Au total, en comptant toutes les étapes, une immatriculation complète peut varier de 3 jours à 3 semaines. En pratique, les formules premium qui incluent vérification et assistance accélèrent souvent le processus.
Étapes détaillées pour immatriculer une SASU
Pour réussir l’immatriculation sans retard, suivez cette feuille de route :
- Préparez les documents d’identité et les justificatifs de domicile du dirigeant et de l’éventuel actionnaire unique.
- Choisissez la dénomination sociale, l’adresse du siège et l’objet social avec précision.
- Rédigez et signez les statuts. Si vous utilisez un prestataire en ligne, remplissez le questionnaire en détail pour obtenir des statuts personnalisés.
- Dépôt du capital social : ouvrez un compte bancaire ou obtenez une attestation de dépôt auprès d’un notaire ou d’un service de dépôt de fonds en ligne.
- Pensez à la publication de l’annonce légale dans un journal habilité et conservez l’attestation de parution.
- Déposez le dossier complet au greffe : statuts, attestation de dépôt des fonds, attestation de parution, pièces d’identité, formulaire M0, déclaration de non-condamnation.
- Suivez la transmission et récupérez l’extrait Kbis dès sa publication.
Documents nécessaires
Voici la liste des pièces habituellement requises :
- Statuts signés par l’associé unique.
- Attestation de dépôt des fonds (banque, notaire).
- Justificatif de siège social (bail, contrat de domiciliation ou attestation de mise à disposition).
- Pièce d’identité en cours de validité du dirigeant.
- Déclaration de non-condamnation et attestation de filiation du dirigeant.

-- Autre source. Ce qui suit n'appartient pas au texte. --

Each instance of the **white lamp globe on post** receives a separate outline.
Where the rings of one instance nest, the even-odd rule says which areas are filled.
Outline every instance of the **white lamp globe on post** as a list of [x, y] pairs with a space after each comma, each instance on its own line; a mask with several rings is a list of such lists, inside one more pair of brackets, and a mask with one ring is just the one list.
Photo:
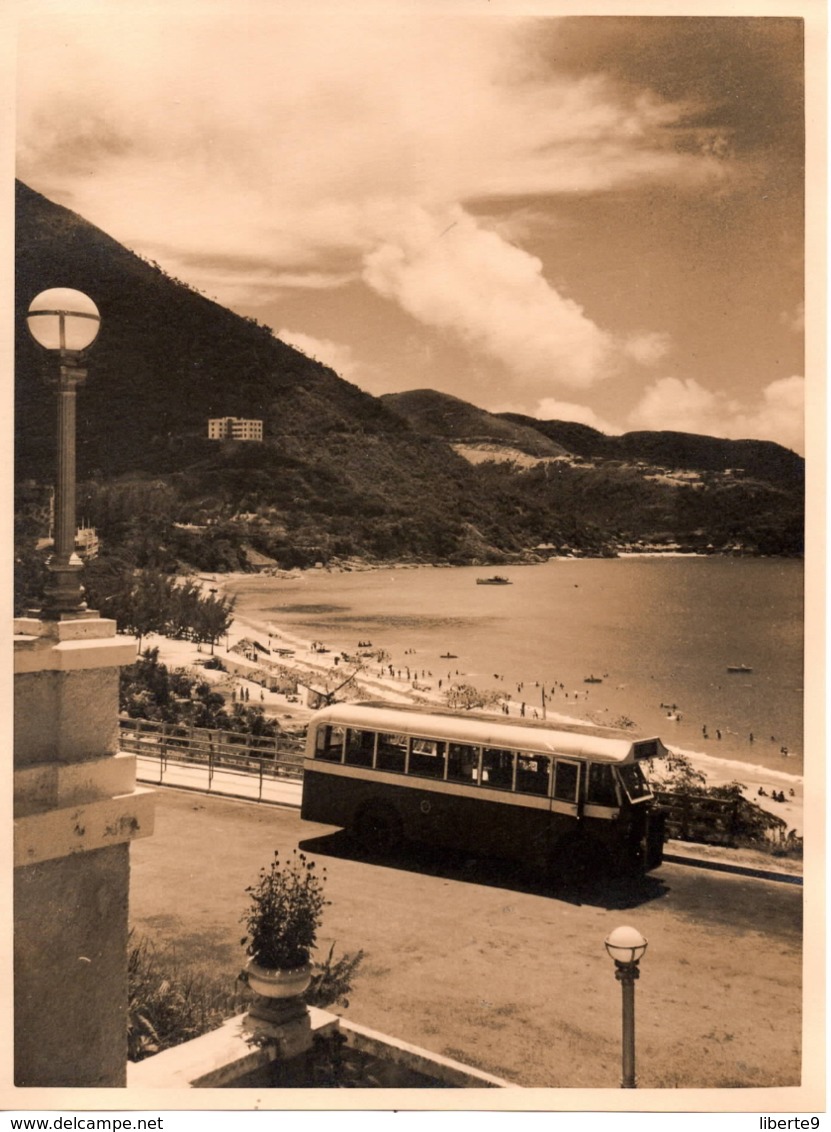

- Attestation de parution de l’annonce légale.
- Formulaire M0 complété.
Comparatif : Legalstart vs avocat vs DIY vs banque en ligne
Le choix dépend de la complexité de votre projet, de votre budget et de votre tolérance au risque.
| Option | Coût | Avantage principal | Limite |
|---|---|---|---|
| Legalstart / prestataire en ligne | Bas à moyen | Rapide, guidé, coûts maîtrisés | Moins adapté aux situations juridiques complexes |
| Avocat | Élevé | Conseil sur-mesure et sécurisation juridique | Coût et délais plus importants |
| Démarche autonome (DIY) | Très bas | Économies maximales | Risque d’erreur et perte de temps |
| Banque en ligne ou néobanque | Variable | Intégration dépôt de capital + services bancaires | Souvent pas d’assistance juridique complète |
Conseils pratiques et profils recommandés
- Si votre structure est simple et que vous souhaitez aller vite, la formule standard d’un prestataire en ligne est souvent suffisante.
- Pour une sécurité maximale sur des clauses particulières (pacte, levée de fonds, protection du dirigeant), préférez l’avis d’un avocat.
- Si votre budget est très limité, le DIY reste possible, mais prenez le temps de bien relire les modèles et d’utiliser des checklists officielles.
- Pour une start-up avec urgence et besoins de conformité, optez pour une formule premium incluant assistance et garantie anti-rejet.
En conclusion, le choix entre Legalstart et les autres options doit tenir compte de l’urgence, du budget, de la complexité juridique et de votre capacité à gérer les formalités. Un prestataire en ligne bien choisi vous fait gagner du temps et réduit les risques d’erreur, tandis qu’un avocat apporte une sécurité juridique sur-mesure quand la situation le justifie.